Mental Health Treatment Grants

Two grant programs that provide support for costs associated with providing treatment for those with mental health disorders in jail are the Justice and Mental Health Collaboration Program (JMHCP) (U.S. Department of Justice, 2019) and the Improving Reentry for Adults with Co-occurring Substance Abuse and Mental Illness program (Department of Justice, 2018).

JMHCP supports cross-system collaboration to improve response and outcomes for individuals with mental illness or co-occurring mental illness and substance use disorder who come into contact with the criminal justice system. The program provides financial and technical assistance to local government efforts to leverage social services and other partnerships that will enhance and increase law enforcement responses to individuals with mental health and substance use disorder treatment needs.

The focus of the Improving Reentry for Adults with Co-occurring Substance Abuse and Mental Illness Program is to provide standardized screening and assessment, collaborative comprehensive case management, and pre- and post-release programming that address criminogenic risk and needs, including mental illness and substance use disorder.

Federal Grant Program

Program Purpose

Comprehensive Opioid, Stimulant and Substance Abuse Sitebased Program (COAP)

Program Purpose

Provide financial and technical assistance to states, units of local government and Indian tribal governments to plan, develop and implement comprehensive efforts to identify, respond to, treat and support those impacted by the substance abuse epidemic

Eligible Funding Activities

  • Site-Based Grants
  • Demonstration Projects
  • Training and Technical Assistance
  • Prescription Drug Monitoring Programs (PDMP)

Funding Administration

Bureau of Justice Assistance, U.S. Department of Justice

Justice and Mental Health Collaboration Program (JMHCP)

Program Purpose

Provides financial and technical assistance to facilitate collaborations among criminal justice, mental health and substance abuse treatment systems

Eligible Funding Activities

Activities to increase access to mental health and other treatment services for individuals with mental illness or co-occurring mental illness and substance abuse issues.

Funding Administration

Bureau of Justice Assistance, U.S. Department of Justice

 

Opioid Affected Youth Initiative

Program Purpose

Provides funding and technical assistance for states, local governments and tribal jurisdictions to develop cross sector collaboration, data collection and analysis and implementation of services for youth impacted by opioid abuse

Eligible Funding Activities

  • Develop a multidisciplinary task force with working groups to identify specific areas of concern
  • Collect and interpret data that will assist the task force in developing strategies and programming that will be used to better coordinate response efforts and resources
  • Implement services that will address public safety concerns, intervention, prevention and diversion services for children, youth and families directly impacted by opioid abuse

Funding Administration

Office of Juvenile Justice and Delinquency Prevention, U.S. Department of Justice

Rural Communities Opioid Response Program (RCORP)

Program Purpose

Provides funding for multi-sector consortia to enhance their ability to implement and sustain substance use disorder prevention, treatment and recovery services in underserved rural areas

Eligible Funding Activities

  • Planning for Multi-sector consortia collaboration
  • Implementation of prevention, treatment and recovery services
  • Establishment and/or expansion of medication-assisted treatment (MAT) in eligible rural hospitals, clinics and tribal organizations
  • Technical Assistance for award recipients
  • Financial support for Centers of Excellence on Substance Use Disorders

Funding Administration

Health Resources and Services Administration, U.S. Department of Health and Human Services

Telehealth Grants

State, local and tribal correctional agencies are increasingly utilizing telemedicine to reduce inmate health care costs and provide specialized services to those incarcerated in remote areas of the country.

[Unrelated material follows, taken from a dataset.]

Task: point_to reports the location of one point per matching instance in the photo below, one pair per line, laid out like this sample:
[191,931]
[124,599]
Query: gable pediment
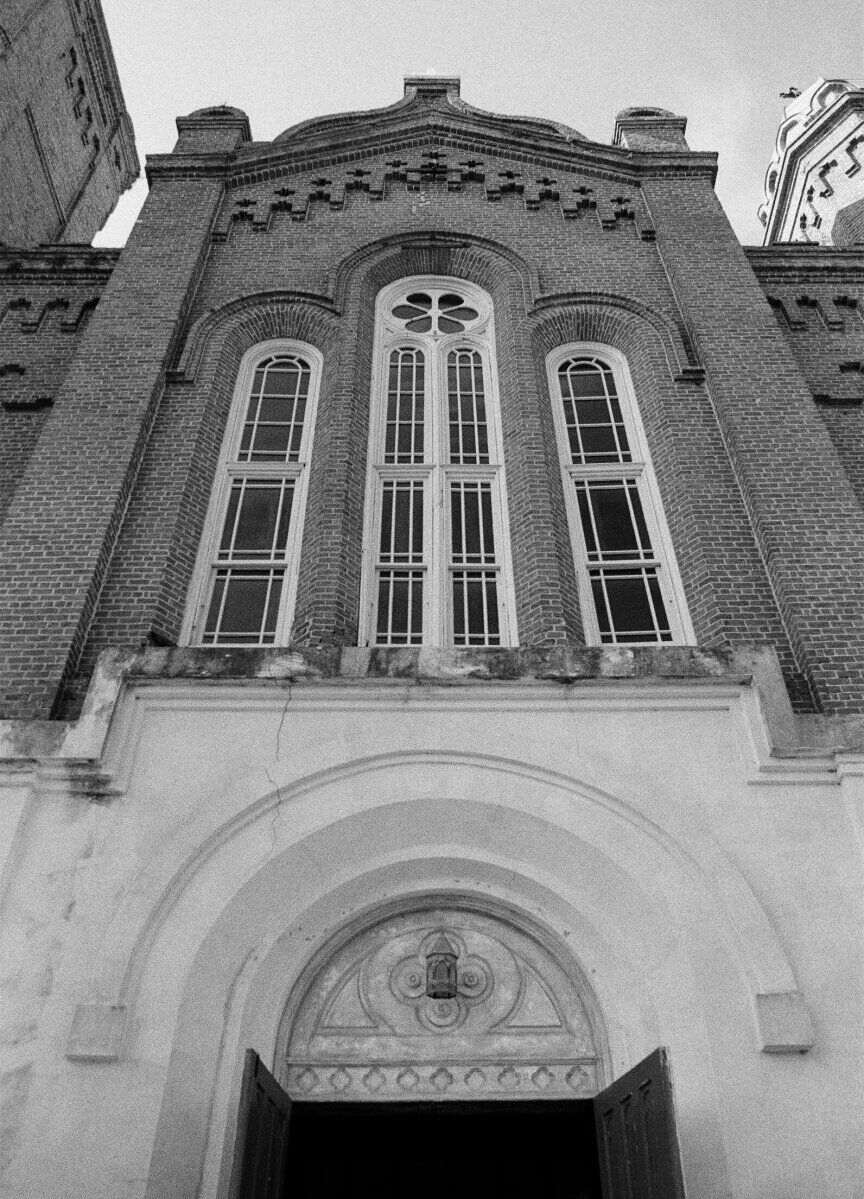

Implementing a telehealth program can involve significant costs due to the equipment, network management and broadband expansion required. Federal grants that provide support for local correctional telemedicine and telehealth programs include the USDA’s Community Connect (U.S. Department of Agriculture, 2019) grants and the Distance Learning & Telemedicine (U.S. Department of Agriculture, 2019) grants.

Community Connect Grants help fund broadband deployment in rural communities where it is not yet economically viable for private sector providers to deliver service. Funding can be used for construction, acquisition or leasing of facilities, spectrum, land or buildings used to deploy broadband service.

Distancing Learning and Telemedicine grants help rural communities use the unique capabilities of telecommunications to address the opioid epidemic through prevention, treatment and recovery.

Correctional Facility Modification Grants

Addressing the medical needs of jail populations may require facility modifications for constructing medical units, specialized testing and treatment or mental health housing. The USDA offers the Community Facilities Direct Loan & Grant Program (U.S. Department of Agriculture, 2019), which funds both medical facilities and public safety facilities including prisons and jails. This program provides financial assistance to meet the financial needs associated with renovation or construction.  

Best Practices for Local Justice Systems

1. Maximize Opportunities for Diversion

As a part of a holistic approach to building community safety nets, developing a strong community health system could have a positive impact on the number of people in jail. For example, one study found that on average, a 10 percent increase in public mental health inpatient spending led to a 1.5 percent decline in jail populations (Yoon and Luck, 2016).

Counties that focus on communication and engagement with agencies such as health, social services, law enforcement and the courts have experienced an effect that motivates and nurtures holistic community actions to improve overall provision of mental health and substance use disorder treatment services, as well as general health services to populations in need.

It is beneficial to understand and integrate the perspectives of individuals with mental illnesses and substance use disorders and those who have experienced homelessness into the community health care planning and improvement process.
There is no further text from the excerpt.